Ob dies aber nun wirklich so ist, ist für mich als Hörerin des Romans nicht ganz greifbar geworden, wohl aber bietet sich diese Spekulation an, denn die Ereignisse, die sich zum Ende der Geschichte hin zu überschlagen scheinen, sprechen nicht nur für eine deutliche Beschleunigung kurz vor Ende, sondern auch für eine entsprechende Entwicklung.
Apropos Entwicklung, auch einige der Figuren, nämlich jene, die nicht unbedingt in diesen schwarz-weiß Denken hineinpassen, scheinen sich weiterzuentwickeln.
„Junge mit schwarzem Hahn“ von Stefanie vor Schulte: Eine spürbare Entwicklung
Kann man diese Entwicklung, die sich im Verlauf von „Junge mit schwarzem Hahn“ von Stefanie vor Schulte ergibt, irgendwie greifen?
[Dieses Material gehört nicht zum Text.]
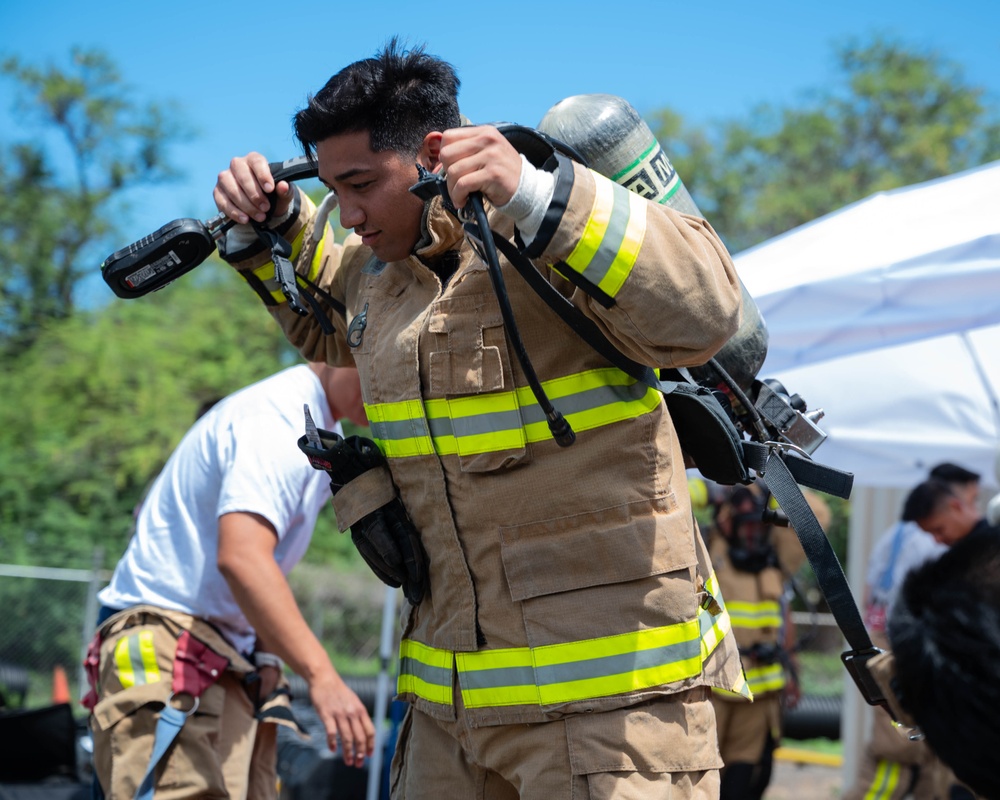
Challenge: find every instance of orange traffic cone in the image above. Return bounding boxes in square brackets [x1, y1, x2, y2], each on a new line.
[52, 664, 71, 704]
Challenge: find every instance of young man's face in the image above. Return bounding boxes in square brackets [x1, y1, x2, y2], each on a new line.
[917, 494, 978, 546]
[316, 130, 430, 263]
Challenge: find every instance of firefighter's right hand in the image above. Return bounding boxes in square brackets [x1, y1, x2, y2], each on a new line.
[213, 152, 294, 225]
[309, 671, 376, 768]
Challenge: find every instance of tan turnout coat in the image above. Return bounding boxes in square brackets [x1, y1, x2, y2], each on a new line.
[228, 155, 746, 729]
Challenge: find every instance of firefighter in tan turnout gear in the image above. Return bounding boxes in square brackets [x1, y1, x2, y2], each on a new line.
[702, 482, 826, 800]
[213, 39, 747, 799]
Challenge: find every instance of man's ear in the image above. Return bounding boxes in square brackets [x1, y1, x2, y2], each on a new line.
[419, 132, 443, 170]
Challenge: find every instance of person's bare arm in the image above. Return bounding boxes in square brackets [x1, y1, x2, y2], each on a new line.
[217, 511, 375, 767]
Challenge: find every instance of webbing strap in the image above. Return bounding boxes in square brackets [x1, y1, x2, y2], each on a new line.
[134, 704, 187, 800]
[764, 451, 889, 709]
[743, 441, 853, 499]
[759, 449, 873, 656]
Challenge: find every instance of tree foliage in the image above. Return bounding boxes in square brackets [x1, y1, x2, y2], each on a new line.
[0, 263, 298, 568]
[0, 48, 187, 352]
[654, 37, 1000, 253]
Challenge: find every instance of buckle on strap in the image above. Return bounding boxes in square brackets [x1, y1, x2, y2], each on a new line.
[841, 647, 889, 710]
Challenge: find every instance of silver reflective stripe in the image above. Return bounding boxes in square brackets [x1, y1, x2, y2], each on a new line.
[399, 656, 451, 689]
[578, 183, 632, 288]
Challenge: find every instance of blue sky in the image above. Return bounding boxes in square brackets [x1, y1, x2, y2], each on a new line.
[2, 0, 999, 250]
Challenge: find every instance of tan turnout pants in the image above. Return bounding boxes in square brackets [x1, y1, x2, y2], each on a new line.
[88, 606, 282, 800]
[390, 686, 723, 800]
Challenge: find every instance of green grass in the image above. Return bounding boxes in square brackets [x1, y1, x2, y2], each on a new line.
[797, 651, 845, 697]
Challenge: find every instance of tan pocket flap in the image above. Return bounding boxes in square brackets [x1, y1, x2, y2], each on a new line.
[500, 498, 695, 602]
[92, 679, 224, 732]
[566, 691, 722, 774]
[331, 465, 398, 531]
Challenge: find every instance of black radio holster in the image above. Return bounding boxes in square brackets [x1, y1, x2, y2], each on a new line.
[298, 429, 428, 605]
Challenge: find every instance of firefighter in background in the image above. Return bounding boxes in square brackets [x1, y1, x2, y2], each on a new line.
[698, 480, 829, 800]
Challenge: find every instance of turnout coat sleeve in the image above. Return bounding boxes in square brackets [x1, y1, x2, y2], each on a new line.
[521, 154, 743, 369]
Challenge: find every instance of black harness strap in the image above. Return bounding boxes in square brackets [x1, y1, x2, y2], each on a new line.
[758, 449, 888, 711]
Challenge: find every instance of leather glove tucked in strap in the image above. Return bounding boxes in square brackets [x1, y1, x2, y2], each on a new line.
[298, 427, 428, 605]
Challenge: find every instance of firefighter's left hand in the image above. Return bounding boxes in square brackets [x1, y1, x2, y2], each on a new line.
[438, 125, 522, 210]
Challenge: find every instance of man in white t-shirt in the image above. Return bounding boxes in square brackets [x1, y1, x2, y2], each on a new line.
[86, 362, 374, 800]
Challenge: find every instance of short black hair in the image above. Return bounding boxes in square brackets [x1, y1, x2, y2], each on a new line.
[294, 37, 461, 159]
[901, 479, 955, 522]
[889, 532, 1000, 798]
[928, 462, 980, 486]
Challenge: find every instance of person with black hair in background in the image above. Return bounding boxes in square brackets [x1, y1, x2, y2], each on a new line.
[845, 463, 983, 800]
[85, 363, 374, 799]
[872, 520, 1000, 800]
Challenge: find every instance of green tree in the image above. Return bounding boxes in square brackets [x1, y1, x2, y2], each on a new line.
[0, 48, 187, 352]
[0, 262, 297, 569]
[654, 37, 1000, 253]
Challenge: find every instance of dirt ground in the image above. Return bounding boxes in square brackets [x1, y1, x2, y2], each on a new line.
[765, 758, 843, 800]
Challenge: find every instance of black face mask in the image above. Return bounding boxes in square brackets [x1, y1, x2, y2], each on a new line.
[725, 503, 777, 573]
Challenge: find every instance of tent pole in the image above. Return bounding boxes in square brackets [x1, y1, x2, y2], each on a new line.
[840, 485, 906, 792]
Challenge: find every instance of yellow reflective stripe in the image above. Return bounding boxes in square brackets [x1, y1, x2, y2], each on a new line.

Vermutlich stellen sich viele von euch diese Frage und ja, meiner Meinung nach kann man die Entwicklung vor allem an der Figur des Martins greifen, der seine Aufgabe nicht nur annimmt, sondern sie akzeptiert und durch sie aufzuleben scheint.
Auch wird im Verlauf der Geschichte deutlicher, was eigentlich der innere Antrieb von Martin ist. Leider bleiben aber durch die Entwicklung, die Martin durchläuft, einige der anderen Figuren in ihrer Entwicklung gefühlt stehen, sodass die Figur des Martins durch das Stehen bleiben der übrigen besonders stark hervorzutreten scheint.
„Junge mit schwarzem Hahn“ von Stefanie vor Schulte: ein Debüt mit prägendem Stil
Als ich erkannte, dass es sich bei „Junge mit schwarzem Hahn“ von Stefanie vor Schulte um ein Debüt handelte, war ich doch ein wenig verblüfft, denn tatsächlich wäre ich selbst nicht auf die Idee gekommen. Zwar war der Stil weniger schillernd als die Geschichte selbst, hielt sich in Teilen deutlich zurück, aber es war ein einheitlicher und ansprechender Stil erkennbar.
Persönlich glaube ich, dass diese Geschichte ein Roman ist, der als Geschichte für sich stehen bleiben wird, aber gleichwohl hoffe ich darauf, dass Stefanie vor Schulte weitere Geschichten dieser Art erzählen wird.
Vielleicht haben ihre Figuren dann eine andere Motivation, andere Herausforderungen, aber alles in allem bietet sich ihr Stil gut dazu an, Romane mit philosophischem Charakter zum Leben zu erwecken.
„Junge mit schwarzem Hahn“ von Stefanie vor Schulte: kein Fantasy-Roman und doch mit einem Fantasy-Element
Spannend aber nicht unbedingt hinsichtlich der Stilistik relevant, ist auch die Figur des schwarzen Hahns. In diesem zeigt sich nämlich das einzige Fantasy-Element, das diesen Roman prägt.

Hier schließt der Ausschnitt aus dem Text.